The proposed rule doubles down on the Administration’s November 1 approval of Georgia’s marketplace privatization waiver by letting any state follow suit without a waiver. Under Georgia’s 1332 waiver (named after section 1332 of the ACA), the state will leave HealthCare.gov and require its marketplace enrollees to enroll exclusively through private web brokers or insurers.
This scheme will reduce coverage among the 500,000 Georgians who now enroll through HealthCare.gov, without a broker. For starters, many people will likely fall through the cracks in this massive change due to confusion about the new process. That’s what happened in states that shifted from the federal marketplace to a state-based marketplace or vice versa, a transition much simpler for consumers than what Georgia is attempting.
Also, consumers will lose access to HealthCare.gov’s apples-to-apples plan comparisons.
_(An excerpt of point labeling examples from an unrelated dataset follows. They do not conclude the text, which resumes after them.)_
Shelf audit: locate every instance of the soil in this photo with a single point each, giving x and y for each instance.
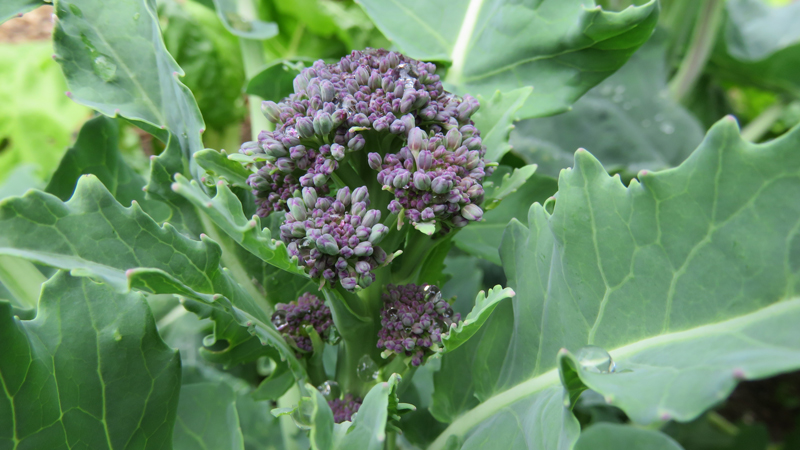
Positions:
(36, 25)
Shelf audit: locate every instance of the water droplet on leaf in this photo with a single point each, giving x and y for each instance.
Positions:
(595, 359)
(279, 319)
(330, 390)
(366, 369)
(104, 68)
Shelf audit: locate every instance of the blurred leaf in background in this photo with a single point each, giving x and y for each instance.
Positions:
(37, 121)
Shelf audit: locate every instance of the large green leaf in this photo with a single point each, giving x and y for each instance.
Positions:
(36, 120)
(607, 436)
(655, 273)
(89, 371)
(207, 418)
(92, 235)
(560, 47)
(627, 121)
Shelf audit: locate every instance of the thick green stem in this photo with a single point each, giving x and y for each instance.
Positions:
(22, 279)
(703, 38)
(759, 126)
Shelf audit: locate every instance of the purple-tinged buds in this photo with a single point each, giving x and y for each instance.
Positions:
(271, 111)
(472, 212)
(305, 127)
(374, 161)
(422, 181)
(337, 151)
(327, 244)
(357, 143)
(297, 209)
(415, 137)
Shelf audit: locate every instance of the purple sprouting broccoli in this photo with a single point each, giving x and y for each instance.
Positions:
(292, 318)
(413, 320)
(436, 178)
(344, 408)
(335, 238)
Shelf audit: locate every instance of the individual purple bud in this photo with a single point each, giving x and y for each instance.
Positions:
(327, 244)
(310, 197)
(441, 185)
(372, 217)
(379, 231)
(344, 195)
(357, 143)
(425, 160)
(349, 283)
(422, 181)
(472, 212)
(271, 111)
(327, 91)
(338, 117)
(397, 127)
(362, 267)
(304, 127)
(297, 209)
(360, 194)
(415, 137)
(374, 160)
(452, 139)
(285, 165)
(401, 179)
(300, 83)
(409, 121)
(362, 75)
(337, 151)
(364, 248)
(323, 124)
(298, 152)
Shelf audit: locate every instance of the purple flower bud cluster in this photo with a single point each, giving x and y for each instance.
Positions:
(438, 177)
(413, 320)
(335, 238)
(292, 318)
(344, 408)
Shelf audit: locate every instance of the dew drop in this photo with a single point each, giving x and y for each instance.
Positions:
(279, 319)
(595, 359)
(367, 370)
(104, 68)
(330, 390)
(667, 128)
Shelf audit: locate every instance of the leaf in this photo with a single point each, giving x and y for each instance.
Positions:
(627, 121)
(755, 30)
(484, 305)
(96, 152)
(12, 8)
(37, 120)
(90, 368)
(207, 418)
(225, 210)
(239, 21)
(218, 164)
(495, 118)
(634, 270)
(561, 48)
(132, 74)
(274, 82)
(607, 436)
(482, 239)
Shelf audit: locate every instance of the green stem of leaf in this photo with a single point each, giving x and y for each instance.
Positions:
(22, 279)
(703, 39)
(759, 126)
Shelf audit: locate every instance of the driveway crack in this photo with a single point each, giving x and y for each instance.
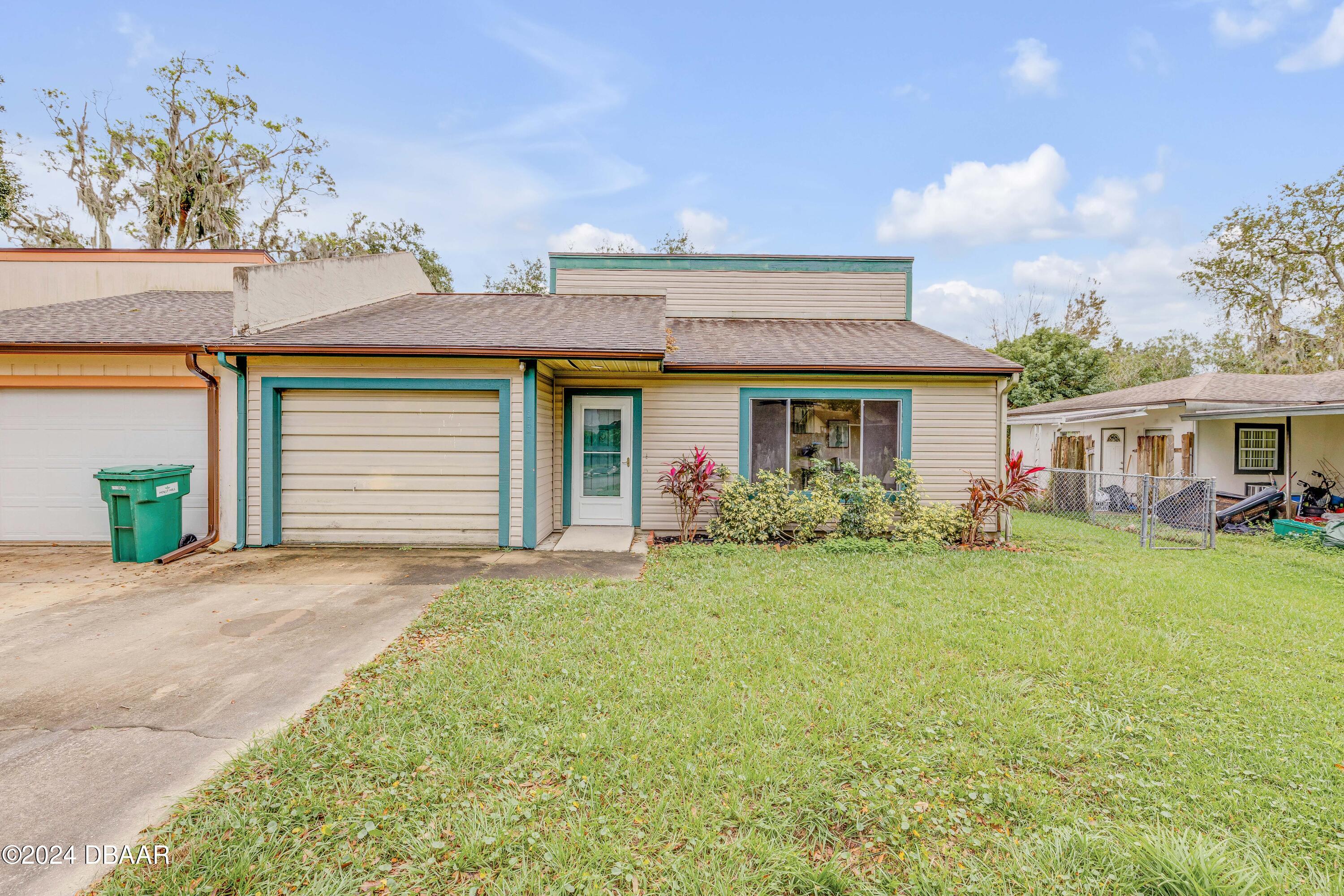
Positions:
(155, 728)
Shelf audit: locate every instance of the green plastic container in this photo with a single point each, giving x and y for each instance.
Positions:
(1293, 527)
(144, 509)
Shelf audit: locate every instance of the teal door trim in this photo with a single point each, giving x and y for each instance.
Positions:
(746, 394)
(241, 377)
(272, 388)
(530, 454)
(636, 448)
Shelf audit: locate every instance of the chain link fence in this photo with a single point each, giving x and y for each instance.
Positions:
(1163, 511)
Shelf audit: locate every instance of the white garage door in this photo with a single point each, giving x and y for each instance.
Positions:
(390, 468)
(54, 440)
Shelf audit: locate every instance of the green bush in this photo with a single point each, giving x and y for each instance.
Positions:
(816, 508)
(932, 523)
(849, 544)
(858, 508)
(753, 512)
(869, 508)
(918, 521)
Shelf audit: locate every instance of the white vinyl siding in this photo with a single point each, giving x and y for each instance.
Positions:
(437, 369)
(955, 428)
(779, 295)
(390, 468)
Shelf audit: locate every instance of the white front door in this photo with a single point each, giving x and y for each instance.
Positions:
(601, 433)
(1113, 450)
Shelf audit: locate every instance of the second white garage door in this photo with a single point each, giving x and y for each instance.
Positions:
(54, 440)
(389, 468)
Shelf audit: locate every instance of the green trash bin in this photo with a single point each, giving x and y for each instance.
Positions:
(144, 508)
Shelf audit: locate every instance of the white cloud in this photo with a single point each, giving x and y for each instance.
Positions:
(1326, 52)
(955, 307)
(1033, 70)
(1143, 287)
(500, 175)
(1238, 27)
(979, 203)
(909, 92)
(1146, 54)
(703, 228)
(1256, 22)
(589, 238)
(143, 45)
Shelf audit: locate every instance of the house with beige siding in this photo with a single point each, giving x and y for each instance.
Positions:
(357, 406)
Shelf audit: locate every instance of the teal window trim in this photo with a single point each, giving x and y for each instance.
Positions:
(636, 448)
(271, 401)
(530, 454)
(241, 374)
(746, 394)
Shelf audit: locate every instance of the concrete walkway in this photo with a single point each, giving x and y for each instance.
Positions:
(123, 685)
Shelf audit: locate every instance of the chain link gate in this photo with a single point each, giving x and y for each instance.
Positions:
(1163, 511)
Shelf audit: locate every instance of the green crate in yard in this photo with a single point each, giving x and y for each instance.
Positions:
(144, 508)
(1293, 527)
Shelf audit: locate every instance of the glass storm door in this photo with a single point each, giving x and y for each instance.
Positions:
(601, 452)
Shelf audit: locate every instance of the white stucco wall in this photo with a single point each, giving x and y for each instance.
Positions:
(272, 296)
(1035, 440)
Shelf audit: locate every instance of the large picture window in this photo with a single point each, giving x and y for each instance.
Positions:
(1260, 448)
(804, 435)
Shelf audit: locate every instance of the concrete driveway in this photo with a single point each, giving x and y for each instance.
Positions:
(123, 685)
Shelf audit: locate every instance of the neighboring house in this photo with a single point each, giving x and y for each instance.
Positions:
(371, 410)
(31, 277)
(1249, 429)
(68, 410)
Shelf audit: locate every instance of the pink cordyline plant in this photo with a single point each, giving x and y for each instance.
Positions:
(691, 481)
(988, 496)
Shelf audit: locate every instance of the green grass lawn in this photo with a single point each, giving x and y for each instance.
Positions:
(1088, 718)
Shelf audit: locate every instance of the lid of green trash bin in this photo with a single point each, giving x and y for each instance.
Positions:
(136, 472)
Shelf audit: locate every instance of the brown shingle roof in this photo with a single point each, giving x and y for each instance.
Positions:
(171, 318)
(741, 343)
(518, 326)
(472, 323)
(1248, 389)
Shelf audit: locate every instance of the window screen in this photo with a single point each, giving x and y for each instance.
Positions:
(1257, 449)
(769, 436)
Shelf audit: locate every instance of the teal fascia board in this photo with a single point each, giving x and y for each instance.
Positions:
(636, 449)
(745, 397)
(530, 454)
(241, 540)
(271, 401)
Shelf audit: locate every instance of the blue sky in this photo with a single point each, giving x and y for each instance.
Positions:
(1010, 148)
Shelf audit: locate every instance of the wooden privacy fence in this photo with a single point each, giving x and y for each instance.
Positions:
(1070, 452)
(1155, 456)
(1159, 456)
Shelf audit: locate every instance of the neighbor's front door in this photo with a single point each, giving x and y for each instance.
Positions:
(1113, 450)
(601, 429)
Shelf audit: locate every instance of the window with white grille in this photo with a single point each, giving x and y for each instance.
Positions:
(1257, 449)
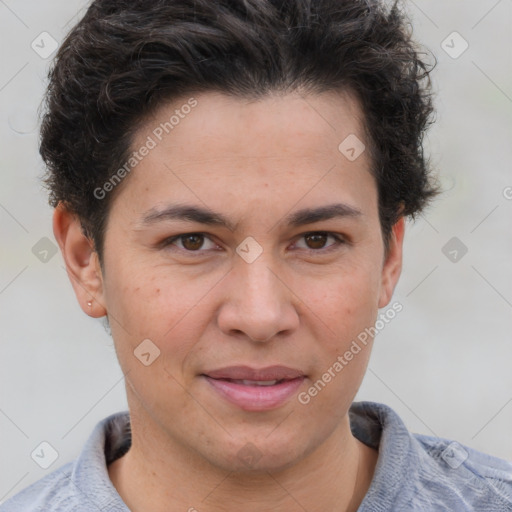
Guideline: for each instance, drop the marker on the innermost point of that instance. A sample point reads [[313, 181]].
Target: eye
[[316, 241], [190, 242]]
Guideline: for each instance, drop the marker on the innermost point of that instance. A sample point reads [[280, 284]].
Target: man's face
[[262, 292]]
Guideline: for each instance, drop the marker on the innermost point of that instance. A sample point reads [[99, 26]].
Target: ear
[[82, 263], [393, 263]]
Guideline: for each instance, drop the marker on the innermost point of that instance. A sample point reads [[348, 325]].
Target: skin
[[299, 304]]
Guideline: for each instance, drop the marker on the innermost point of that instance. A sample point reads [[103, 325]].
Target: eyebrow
[[205, 216]]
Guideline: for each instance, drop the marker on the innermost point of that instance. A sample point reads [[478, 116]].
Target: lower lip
[[256, 398]]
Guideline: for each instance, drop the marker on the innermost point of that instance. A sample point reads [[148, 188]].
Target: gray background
[[444, 363]]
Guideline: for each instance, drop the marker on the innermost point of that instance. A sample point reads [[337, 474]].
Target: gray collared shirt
[[414, 472]]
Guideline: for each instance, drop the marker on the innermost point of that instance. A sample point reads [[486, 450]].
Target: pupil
[[197, 242], [317, 240]]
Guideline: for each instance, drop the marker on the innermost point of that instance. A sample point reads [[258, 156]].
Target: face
[[246, 247]]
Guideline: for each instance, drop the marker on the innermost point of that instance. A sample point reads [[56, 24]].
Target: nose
[[257, 304]]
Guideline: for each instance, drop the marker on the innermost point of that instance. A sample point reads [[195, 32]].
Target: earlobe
[[82, 263], [393, 263]]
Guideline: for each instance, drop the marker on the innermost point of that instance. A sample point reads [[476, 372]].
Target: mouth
[[253, 389]]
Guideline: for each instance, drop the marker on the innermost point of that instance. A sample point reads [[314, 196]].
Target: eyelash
[[339, 240]]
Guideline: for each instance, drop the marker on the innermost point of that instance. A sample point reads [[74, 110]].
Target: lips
[[269, 373], [254, 389]]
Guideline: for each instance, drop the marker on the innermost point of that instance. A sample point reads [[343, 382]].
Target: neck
[[158, 475]]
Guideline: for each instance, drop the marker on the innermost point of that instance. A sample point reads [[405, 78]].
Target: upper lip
[[247, 373]]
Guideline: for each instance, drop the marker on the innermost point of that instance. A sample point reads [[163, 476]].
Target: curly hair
[[125, 58]]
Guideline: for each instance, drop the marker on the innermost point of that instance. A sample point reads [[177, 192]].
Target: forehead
[[226, 152]]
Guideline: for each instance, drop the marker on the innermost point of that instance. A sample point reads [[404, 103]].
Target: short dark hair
[[125, 58]]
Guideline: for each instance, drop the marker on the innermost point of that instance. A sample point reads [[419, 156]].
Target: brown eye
[[192, 242], [316, 240]]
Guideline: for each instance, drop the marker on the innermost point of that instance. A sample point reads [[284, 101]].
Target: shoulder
[[416, 472], [83, 484], [462, 476], [51, 493]]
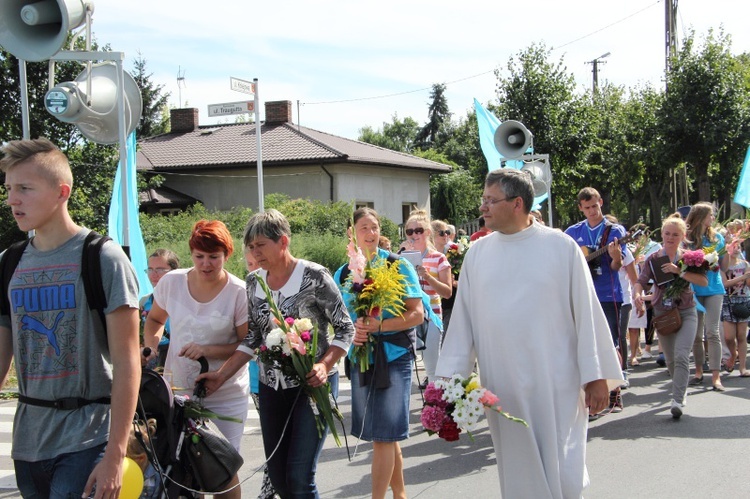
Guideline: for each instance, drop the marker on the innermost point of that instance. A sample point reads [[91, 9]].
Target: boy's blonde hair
[[53, 165]]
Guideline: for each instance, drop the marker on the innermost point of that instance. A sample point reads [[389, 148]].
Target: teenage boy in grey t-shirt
[[60, 347]]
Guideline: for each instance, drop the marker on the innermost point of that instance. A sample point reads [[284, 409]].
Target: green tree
[[154, 121], [438, 126], [705, 113], [397, 135], [541, 94]]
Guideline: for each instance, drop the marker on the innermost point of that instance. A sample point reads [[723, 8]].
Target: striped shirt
[[434, 262]]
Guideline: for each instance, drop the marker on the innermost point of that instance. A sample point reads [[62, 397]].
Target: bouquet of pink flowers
[[691, 261], [455, 254], [455, 405], [291, 347]]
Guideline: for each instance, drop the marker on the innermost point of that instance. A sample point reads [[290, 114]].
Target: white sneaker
[[676, 409]]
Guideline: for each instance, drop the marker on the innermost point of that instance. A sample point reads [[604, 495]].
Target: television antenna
[[180, 83]]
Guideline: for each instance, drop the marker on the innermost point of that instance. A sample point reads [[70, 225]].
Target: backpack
[[91, 273]]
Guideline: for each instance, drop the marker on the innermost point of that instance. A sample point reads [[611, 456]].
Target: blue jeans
[[612, 312], [62, 477], [292, 466]]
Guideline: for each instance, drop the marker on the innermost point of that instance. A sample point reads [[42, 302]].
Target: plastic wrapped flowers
[[456, 404]]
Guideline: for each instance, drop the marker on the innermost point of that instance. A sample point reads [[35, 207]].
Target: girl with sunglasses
[[435, 278]]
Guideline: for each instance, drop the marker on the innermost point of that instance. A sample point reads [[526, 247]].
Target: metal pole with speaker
[[513, 140], [35, 31], [105, 114]]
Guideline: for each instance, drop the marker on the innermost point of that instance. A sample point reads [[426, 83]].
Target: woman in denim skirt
[[380, 396]]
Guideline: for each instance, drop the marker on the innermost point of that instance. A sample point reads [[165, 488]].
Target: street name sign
[[244, 86], [229, 108]]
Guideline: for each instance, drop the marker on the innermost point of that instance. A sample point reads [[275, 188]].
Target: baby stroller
[[189, 454]]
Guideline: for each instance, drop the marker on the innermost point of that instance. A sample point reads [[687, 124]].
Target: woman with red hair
[[207, 308]]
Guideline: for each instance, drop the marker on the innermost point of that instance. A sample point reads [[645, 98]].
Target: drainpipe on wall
[[322, 167]]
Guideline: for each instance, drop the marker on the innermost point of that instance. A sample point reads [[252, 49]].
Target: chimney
[[279, 111], [184, 120]]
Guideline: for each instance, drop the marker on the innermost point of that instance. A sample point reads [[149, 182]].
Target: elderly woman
[[301, 289], [207, 308], [380, 413], [160, 262], [676, 346]]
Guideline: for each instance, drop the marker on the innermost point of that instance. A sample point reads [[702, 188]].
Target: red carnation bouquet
[[455, 405]]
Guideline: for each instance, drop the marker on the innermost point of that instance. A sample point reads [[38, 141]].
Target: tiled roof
[[283, 144], [165, 195]]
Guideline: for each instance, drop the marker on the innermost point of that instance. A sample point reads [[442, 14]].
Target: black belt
[[377, 374], [66, 404]]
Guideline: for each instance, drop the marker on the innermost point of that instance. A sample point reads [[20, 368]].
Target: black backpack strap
[[8, 265], [91, 272]]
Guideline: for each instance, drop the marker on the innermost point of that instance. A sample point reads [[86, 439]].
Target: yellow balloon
[[132, 480]]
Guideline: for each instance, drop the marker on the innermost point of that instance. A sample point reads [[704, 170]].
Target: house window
[[364, 204]]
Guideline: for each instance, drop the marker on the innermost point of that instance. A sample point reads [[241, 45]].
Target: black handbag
[[740, 310], [212, 459], [668, 323]]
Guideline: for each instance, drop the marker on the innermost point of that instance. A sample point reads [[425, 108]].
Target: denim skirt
[[382, 415]]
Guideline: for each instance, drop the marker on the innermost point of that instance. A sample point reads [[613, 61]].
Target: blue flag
[[137, 247], [742, 194], [488, 123]]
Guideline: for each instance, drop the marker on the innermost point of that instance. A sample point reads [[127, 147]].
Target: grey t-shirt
[[59, 347]]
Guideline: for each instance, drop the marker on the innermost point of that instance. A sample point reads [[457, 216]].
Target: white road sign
[[244, 86], [229, 108]]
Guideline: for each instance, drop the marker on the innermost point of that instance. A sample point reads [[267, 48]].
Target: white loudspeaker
[[96, 114], [541, 176], [35, 31], [512, 139]]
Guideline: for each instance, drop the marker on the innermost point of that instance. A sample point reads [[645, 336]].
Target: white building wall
[[386, 188]]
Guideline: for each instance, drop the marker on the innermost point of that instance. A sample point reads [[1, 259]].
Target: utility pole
[[679, 175], [595, 70]]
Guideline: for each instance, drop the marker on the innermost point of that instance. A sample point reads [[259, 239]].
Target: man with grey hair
[[525, 292]]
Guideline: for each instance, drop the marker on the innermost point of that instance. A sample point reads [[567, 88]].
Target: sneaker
[[625, 384], [661, 361], [676, 409], [615, 402]]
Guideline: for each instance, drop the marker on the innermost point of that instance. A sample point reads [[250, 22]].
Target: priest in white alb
[[527, 311]]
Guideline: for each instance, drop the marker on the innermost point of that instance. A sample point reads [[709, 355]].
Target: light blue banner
[[137, 247], [742, 194]]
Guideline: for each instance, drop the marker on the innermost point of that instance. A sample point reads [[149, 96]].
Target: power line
[[407, 92], [608, 26]]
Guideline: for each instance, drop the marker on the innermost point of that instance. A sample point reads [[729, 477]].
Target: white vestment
[[526, 309]]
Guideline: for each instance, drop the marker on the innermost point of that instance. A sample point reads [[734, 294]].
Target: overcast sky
[[354, 63]]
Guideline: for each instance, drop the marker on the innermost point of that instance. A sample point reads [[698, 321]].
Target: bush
[[318, 230]]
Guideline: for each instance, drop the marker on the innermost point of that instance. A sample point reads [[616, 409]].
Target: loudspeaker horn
[[35, 31], [541, 176], [96, 115], [512, 139]]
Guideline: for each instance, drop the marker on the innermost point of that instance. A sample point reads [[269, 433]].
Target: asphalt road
[[639, 453]]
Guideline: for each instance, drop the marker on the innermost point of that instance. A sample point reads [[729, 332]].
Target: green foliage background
[[318, 230]]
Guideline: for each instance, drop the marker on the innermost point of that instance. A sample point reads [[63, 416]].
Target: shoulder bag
[[668, 322]]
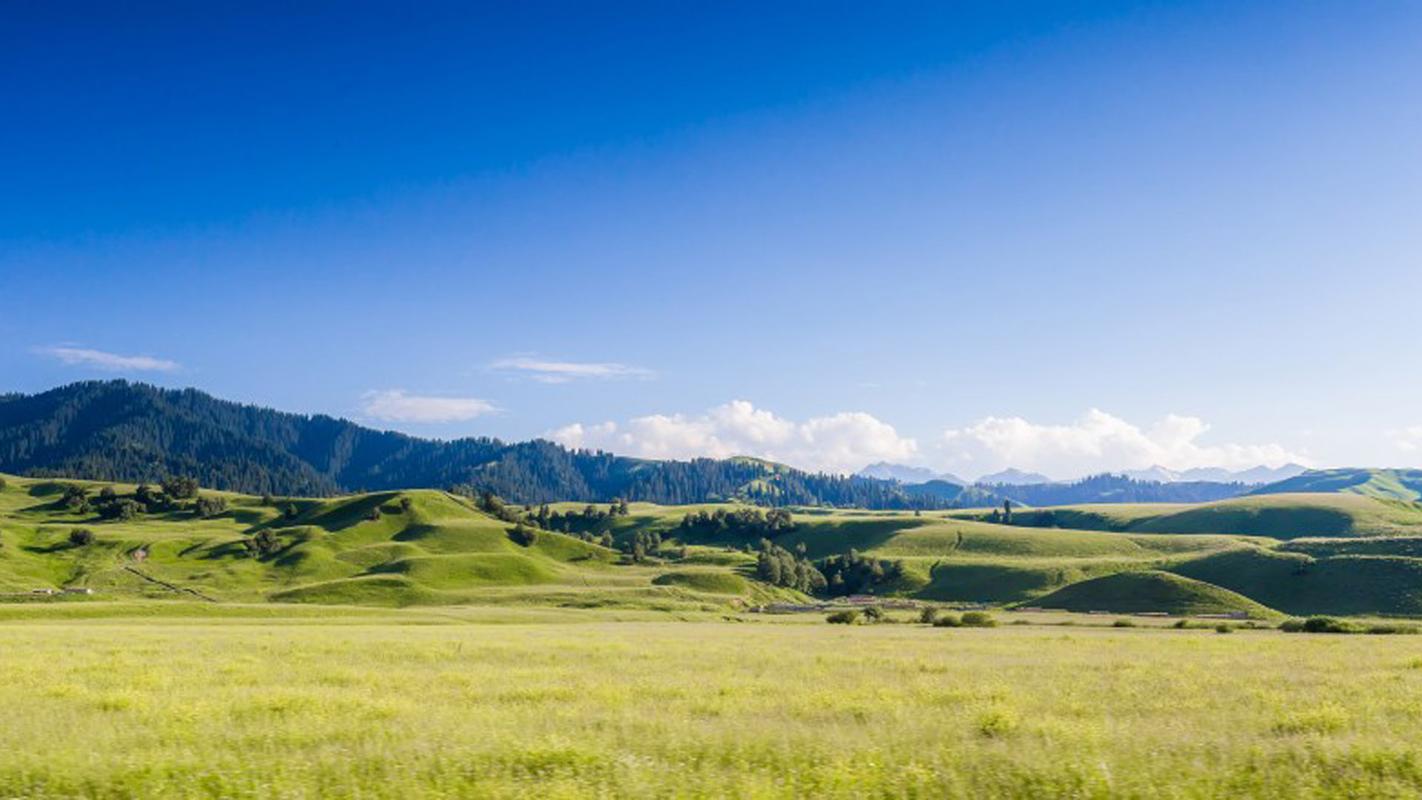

Instead, they’ll have to rely on profit-driven entities, which can withhold essential information (like premiums and deductibles) for plans that don’t pay them commissions, forcing consumers to do significant legwork if they want to explore those options. And these entities sometimes steer people to short-term and other subpar plans and discourage Medicaid enrollment.
By encouraging more states to follow Georgia’s lead, the NBPP would likely cause more loss of coverage and divert more people to subpar plans.
The NBPP would also encourage enrollment assisters and navigators to use enhanced direct enrollment (EDE) websites – websites from private brokers authorized to directly enroll people in marketplace plans – instead of HealthCare.gov and let EDE websites operate for up to a year without meeting marketplace requirements for presenting materials in languages other than English.